The vehicle ascends up a second lift hill inside of a mill-house where Tiana greets riders and tells them to meet up with Louis to help find musicians for their celebration. The vehicle passes through the Tiana's Foods gardens while "Almost There" plays. Louis can be seen in some stalks searching for musicians (at Disneyland, after the vehicle then turns a corner, riders can soon hear the voices of Louis and Tiana; Louis expresses concern that they have not yet found musicians, and Tiana assures him that they will find what they need.) Riders then come upon a waterfall, as Mama Odie can be heard from inside her home saying to riders "If you're looking for musicians, you don't have far to go!" before they drop down.

After the short drop down the waterfall, riders enter the indoor portion of the attraction, a nighttime bayou where Tiana and Louis find a Zydeco band consisting of Byhalia the beaver, Gritty the rabbit, Beau the opossum, Apollo the raccoon, Rufus the turtle, and Timoléon the otter playing an instrumental version of "Gonna Take You There". After this, Tiana and Louis find a Rara band consisting of Phina the gray fox, bobcat family Pawpaw and Octavia, and black bear family Claude, Bernadette, and Sebastián playing an instrumental version of "Gonna Take You There" as well.
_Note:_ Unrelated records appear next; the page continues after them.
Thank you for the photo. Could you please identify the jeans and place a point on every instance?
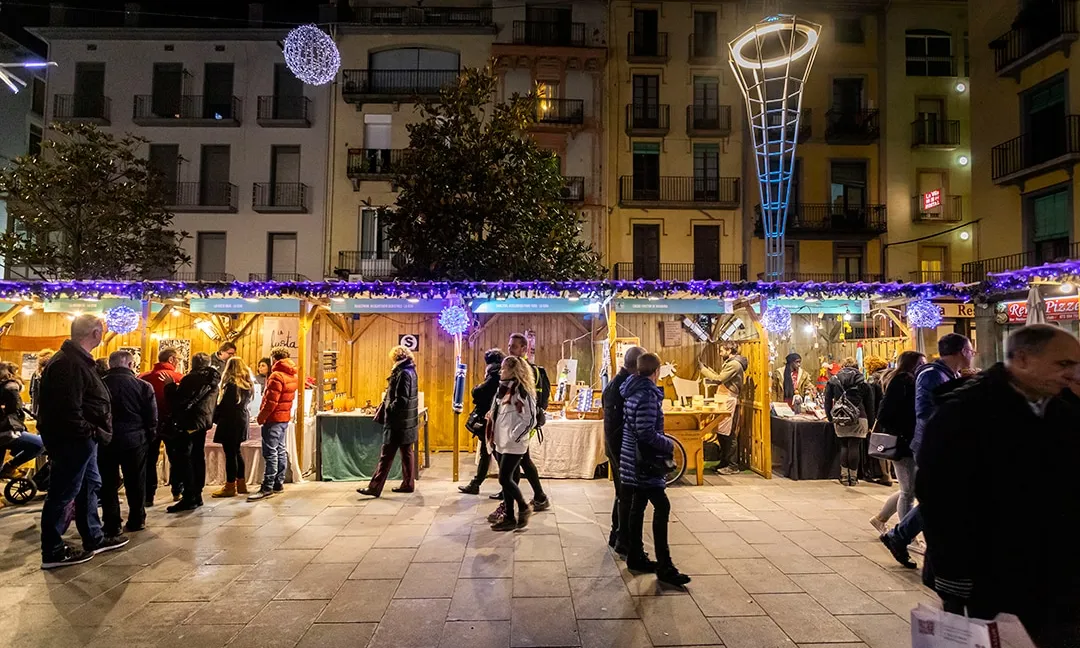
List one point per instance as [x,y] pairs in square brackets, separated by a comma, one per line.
[274,455]
[75,477]
[132,462]
[661,510]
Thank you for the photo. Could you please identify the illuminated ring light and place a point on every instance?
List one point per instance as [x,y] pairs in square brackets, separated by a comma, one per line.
[737,48]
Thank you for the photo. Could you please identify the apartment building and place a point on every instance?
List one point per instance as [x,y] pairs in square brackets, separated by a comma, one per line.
[240,143]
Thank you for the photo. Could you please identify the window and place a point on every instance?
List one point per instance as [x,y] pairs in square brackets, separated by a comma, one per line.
[929,53]
[849,30]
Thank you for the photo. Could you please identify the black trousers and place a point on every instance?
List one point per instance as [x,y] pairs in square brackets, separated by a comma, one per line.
[132,462]
[661,511]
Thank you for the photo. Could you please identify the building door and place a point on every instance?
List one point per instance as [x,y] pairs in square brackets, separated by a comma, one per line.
[706,252]
[646,252]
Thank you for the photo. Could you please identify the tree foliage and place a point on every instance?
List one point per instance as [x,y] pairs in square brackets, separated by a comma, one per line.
[477,199]
[88,206]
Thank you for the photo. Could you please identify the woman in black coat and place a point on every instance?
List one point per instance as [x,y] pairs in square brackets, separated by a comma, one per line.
[400,420]
[231,417]
[483,396]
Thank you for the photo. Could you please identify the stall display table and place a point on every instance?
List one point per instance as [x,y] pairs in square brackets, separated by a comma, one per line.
[805,448]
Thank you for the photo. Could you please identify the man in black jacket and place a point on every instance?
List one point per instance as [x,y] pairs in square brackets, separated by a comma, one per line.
[134,421]
[995,541]
[73,418]
[612,444]
[192,410]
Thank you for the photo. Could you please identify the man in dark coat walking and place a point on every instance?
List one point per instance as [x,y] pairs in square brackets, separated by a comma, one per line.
[134,421]
[73,418]
[612,444]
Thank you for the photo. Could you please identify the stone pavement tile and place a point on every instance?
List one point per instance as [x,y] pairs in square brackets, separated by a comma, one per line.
[383,564]
[345,549]
[238,603]
[337,635]
[751,632]
[837,595]
[482,599]
[804,619]
[727,545]
[442,549]
[675,621]
[414,623]
[429,580]
[488,563]
[868,577]
[360,601]
[721,596]
[540,579]
[605,597]
[880,631]
[790,558]
[475,634]
[758,576]
[544,622]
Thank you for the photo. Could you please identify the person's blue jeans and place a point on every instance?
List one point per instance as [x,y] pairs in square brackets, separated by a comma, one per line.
[274,455]
[75,477]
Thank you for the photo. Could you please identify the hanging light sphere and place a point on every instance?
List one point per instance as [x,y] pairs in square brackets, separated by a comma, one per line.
[311,55]
[778,321]
[922,313]
[121,320]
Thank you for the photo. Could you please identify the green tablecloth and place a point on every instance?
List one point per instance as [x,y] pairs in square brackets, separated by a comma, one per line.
[349,447]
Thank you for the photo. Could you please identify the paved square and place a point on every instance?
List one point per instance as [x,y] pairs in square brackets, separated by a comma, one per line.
[774,564]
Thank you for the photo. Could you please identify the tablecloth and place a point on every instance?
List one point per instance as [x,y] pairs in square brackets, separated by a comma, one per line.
[805,449]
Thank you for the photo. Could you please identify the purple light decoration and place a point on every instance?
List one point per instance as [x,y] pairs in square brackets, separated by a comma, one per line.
[922,313]
[454,320]
[121,320]
[311,55]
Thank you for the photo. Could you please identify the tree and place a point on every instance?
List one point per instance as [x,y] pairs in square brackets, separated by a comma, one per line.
[477,199]
[88,206]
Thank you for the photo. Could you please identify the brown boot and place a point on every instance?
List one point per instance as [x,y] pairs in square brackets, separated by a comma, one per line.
[229,489]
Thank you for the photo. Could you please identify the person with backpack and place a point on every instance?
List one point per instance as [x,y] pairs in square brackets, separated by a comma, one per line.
[850,407]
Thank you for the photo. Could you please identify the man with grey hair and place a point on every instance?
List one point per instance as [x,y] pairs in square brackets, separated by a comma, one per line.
[72,420]
[134,422]
[995,540]
[612,443]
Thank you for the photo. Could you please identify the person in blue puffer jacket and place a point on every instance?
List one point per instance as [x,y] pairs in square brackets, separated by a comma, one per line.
[640,467]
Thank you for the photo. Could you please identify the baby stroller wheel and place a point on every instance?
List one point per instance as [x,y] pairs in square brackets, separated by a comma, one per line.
[19,490]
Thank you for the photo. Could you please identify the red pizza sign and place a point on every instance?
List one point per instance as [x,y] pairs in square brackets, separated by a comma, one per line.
[1057,309]
[931,200]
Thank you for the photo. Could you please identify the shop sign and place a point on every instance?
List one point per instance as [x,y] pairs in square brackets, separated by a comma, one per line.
[1057,309]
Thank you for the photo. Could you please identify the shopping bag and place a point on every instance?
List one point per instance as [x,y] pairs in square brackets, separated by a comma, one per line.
[932,628]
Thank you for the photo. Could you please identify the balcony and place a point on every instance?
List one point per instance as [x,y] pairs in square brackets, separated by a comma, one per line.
[628,271]
[547,34]
[561,112]
[950,210]
[283,112]
[852,126]
[574,189]
[82,109]
[707,121]
[679,191]
[647,48]
[648,120]
[823,221]
[394,86]
[1038,31]
[372,164]
[936,134]
[702,51]
[186,110]
[208,198]
[1055,145]
[280,198]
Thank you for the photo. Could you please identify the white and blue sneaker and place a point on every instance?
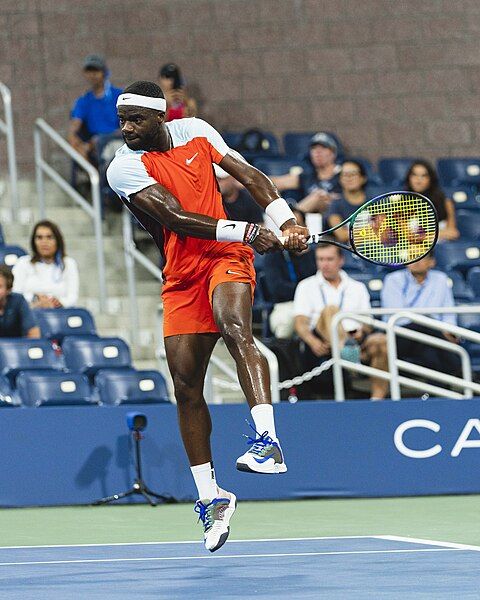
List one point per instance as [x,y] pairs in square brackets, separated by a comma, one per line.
[264,455]
[215,516]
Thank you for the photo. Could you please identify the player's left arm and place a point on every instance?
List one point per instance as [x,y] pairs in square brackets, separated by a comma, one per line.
[265,193]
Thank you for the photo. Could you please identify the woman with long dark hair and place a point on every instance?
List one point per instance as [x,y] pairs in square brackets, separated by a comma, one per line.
[423,179]
[48,278]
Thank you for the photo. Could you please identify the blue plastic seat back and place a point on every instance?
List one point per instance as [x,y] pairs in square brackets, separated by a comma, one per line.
[10,254]
[454,171]
[460,255]
[394,170]
[131,387]
[88,355]
[20,354]
[473,280]
[47,388]
[56,323]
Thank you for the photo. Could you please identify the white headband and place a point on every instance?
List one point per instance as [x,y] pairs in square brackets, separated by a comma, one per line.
[145,101]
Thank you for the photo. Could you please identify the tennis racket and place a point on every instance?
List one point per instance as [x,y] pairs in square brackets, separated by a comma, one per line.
[393,229]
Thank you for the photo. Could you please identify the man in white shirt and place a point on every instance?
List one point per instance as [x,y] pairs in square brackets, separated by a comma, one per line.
[319,298]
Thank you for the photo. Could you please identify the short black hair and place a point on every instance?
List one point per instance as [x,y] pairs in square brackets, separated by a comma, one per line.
[145,88]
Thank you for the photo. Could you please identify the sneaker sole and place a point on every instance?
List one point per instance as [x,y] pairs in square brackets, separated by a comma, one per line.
[277,468]
[228,515]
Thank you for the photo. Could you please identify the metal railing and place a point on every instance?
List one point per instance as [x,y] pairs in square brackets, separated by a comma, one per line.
[132,255]
[6,127]
[393,376]
[95,212]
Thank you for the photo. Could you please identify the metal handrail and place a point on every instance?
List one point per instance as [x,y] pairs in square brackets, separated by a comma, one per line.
[95,211]
[132,254]
[6,127]
[366,317]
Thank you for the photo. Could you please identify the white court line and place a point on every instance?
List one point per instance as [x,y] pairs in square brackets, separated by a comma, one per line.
[207,557]
[334,537]
[398,538]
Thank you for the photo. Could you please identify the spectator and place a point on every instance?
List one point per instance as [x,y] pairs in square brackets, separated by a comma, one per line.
[16,317]
[353,179]
[179,103]
[237,202]
[320,184]
[422,286]
[423,179]
[48,278]
[282,272]
[95,113]
[319,298]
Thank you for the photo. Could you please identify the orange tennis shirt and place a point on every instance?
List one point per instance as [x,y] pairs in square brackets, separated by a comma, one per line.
[192,267]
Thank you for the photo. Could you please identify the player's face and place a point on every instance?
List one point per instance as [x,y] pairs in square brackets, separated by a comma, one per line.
[419,179]
[140,126]
[329,262]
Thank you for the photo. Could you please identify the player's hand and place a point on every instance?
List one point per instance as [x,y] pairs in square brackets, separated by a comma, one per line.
[266,241]
[296,241]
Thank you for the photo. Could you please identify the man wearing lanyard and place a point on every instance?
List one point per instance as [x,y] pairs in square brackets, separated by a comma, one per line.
[421,286]
[320,297]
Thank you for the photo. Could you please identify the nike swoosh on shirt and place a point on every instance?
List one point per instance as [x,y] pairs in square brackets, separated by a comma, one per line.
[188,161]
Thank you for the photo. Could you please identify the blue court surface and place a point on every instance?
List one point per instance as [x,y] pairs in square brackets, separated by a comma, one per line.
[373,567]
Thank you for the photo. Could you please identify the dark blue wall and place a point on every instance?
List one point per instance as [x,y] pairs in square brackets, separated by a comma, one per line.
[75,455]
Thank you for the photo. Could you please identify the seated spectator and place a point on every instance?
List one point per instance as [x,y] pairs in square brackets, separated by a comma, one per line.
[237,202]
[318,299]
[423,179]
[48,278]
[16,317]
[95,113]
[179,103]
[320,184]
[422,286]
[353,179]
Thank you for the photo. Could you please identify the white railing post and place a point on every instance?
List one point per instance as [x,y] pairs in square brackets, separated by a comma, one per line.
[6,127]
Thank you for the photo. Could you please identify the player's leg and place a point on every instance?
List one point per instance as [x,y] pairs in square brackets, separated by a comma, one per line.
[232,311]
[188,356]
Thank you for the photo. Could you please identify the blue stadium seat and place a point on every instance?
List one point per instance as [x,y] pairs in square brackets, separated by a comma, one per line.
[463,196]
[9,254]
[297,144]
[460,255]
[56,323]
[20,354]
[45,388]
[89,355]
[473,280]
[394,170]
[455,171]
[469,227]
[131,387]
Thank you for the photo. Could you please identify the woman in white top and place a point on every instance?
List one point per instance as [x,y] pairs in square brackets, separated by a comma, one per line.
[48,278]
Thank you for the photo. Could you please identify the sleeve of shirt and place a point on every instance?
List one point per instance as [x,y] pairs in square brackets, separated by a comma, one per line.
[26,316]
[218,147]
[127,175]
[72,284]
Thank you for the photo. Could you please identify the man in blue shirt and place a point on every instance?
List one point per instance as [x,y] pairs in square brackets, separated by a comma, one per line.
[16,317]
[94,114]
[421,286]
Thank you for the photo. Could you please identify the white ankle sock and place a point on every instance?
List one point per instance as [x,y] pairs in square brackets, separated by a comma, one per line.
[204,476]
[262,415]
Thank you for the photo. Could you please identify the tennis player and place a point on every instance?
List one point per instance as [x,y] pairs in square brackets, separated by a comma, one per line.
[164,175]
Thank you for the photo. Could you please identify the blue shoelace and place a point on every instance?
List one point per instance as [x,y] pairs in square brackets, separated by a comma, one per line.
[258,443]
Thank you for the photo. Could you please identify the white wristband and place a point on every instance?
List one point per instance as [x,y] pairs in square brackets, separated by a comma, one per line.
[279,212]
[231,231]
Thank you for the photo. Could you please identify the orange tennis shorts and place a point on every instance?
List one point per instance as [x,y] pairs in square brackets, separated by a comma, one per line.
[188,308]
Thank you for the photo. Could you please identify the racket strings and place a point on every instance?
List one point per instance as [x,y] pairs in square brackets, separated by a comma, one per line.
[396,229]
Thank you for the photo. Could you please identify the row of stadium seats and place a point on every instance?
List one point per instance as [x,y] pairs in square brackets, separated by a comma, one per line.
[71,364]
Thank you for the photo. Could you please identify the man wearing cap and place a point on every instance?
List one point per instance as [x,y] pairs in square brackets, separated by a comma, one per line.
[94,114]
[320,184]
[164,176]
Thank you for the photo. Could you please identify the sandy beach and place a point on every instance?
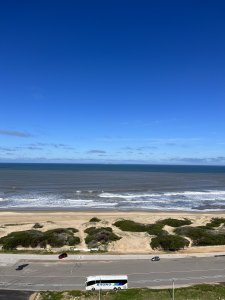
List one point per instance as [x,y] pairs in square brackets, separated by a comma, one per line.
[131,242]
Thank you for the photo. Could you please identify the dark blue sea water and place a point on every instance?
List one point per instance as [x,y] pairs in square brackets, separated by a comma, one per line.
[112,187]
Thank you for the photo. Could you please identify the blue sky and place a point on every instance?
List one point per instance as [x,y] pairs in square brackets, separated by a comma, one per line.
[112,81]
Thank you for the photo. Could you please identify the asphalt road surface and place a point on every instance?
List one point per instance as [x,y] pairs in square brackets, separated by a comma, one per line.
[70,274]
[14,295]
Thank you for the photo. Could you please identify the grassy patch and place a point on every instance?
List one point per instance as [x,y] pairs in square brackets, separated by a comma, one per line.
[215,222]
[94,220]
[175,222]
[169,242]
[128,225]
[152,229]
[34,238]
[97,236]
[37,225]
[198,292]
[201,236]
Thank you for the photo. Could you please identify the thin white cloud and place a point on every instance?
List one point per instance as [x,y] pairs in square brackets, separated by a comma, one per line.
[14,133]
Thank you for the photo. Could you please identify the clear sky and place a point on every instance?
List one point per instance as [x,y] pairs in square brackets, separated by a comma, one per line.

Mama Odie then uses her magic to shrink the riders down to a tiny size. The vehicle reaches a dark tunnel with a beam of light shooting different colors followed by a dip-drop before becoming tiny. Dropping into the "Ranitas Verdes Club", riders find an Afro-Cuban jazz band consisting of frogs Mondo, Mayra, Felipe, and Isabel playing "Dig a Little Deeper". Tiana and Louis observe them through a hole, and fireflies are seen dancing. After this, Mama Odie returns the riders to their normal size as they begin their ascent up the final lift hill, and she tells them that they will be at the party in no time.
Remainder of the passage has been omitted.